The final Martin Beck novel (though it’s not entirely clear from the novel — with Per Wahloo dying) is about Beck being hired (involuntarily enlisted) to design and execute a security plan with a visiting US Senator of dubious reputation and politics. It’s 1975 and politics are fraught.
We start with a terrorist bombing in a far away country showing a sophisticated network of terrorists (more so mercenaries for hire) who specialize in precision attacks. We then jump to a court case in which a young woman from the countryside, who wandered into a bank with a knife strapped to her belt is mistaken for a bank robber and through a case of prosecutory aggression is on trial. Beck testifies on behalf of the young woman, providing his analysis and expertise on her general naivete about modern society (a kind of primitivatist anti-capital hippie) who was simply trying to borrow money for a trip to the US to see the father of her child before being mistaken for a bank robber.

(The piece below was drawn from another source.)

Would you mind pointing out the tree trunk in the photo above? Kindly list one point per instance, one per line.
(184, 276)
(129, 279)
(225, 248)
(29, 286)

The novel then spends a lot of time with Beck and his new girlfriend (a leftist) as they enjoy a post-divorce romance and possibilities about the future.
As the visit from the US Senator approached, tensions heighten, and an unrelated set of crimes threaten to disrupt or confuse or allow for the possibility of assassination.
Like I said, it’s a final novel, even if unwittingly and it works as such. There’s a sense in the novel of times changing, with Beck being older and thinking about age and time passing, and finding himself sympathetic with the frustrations of the youth in his country.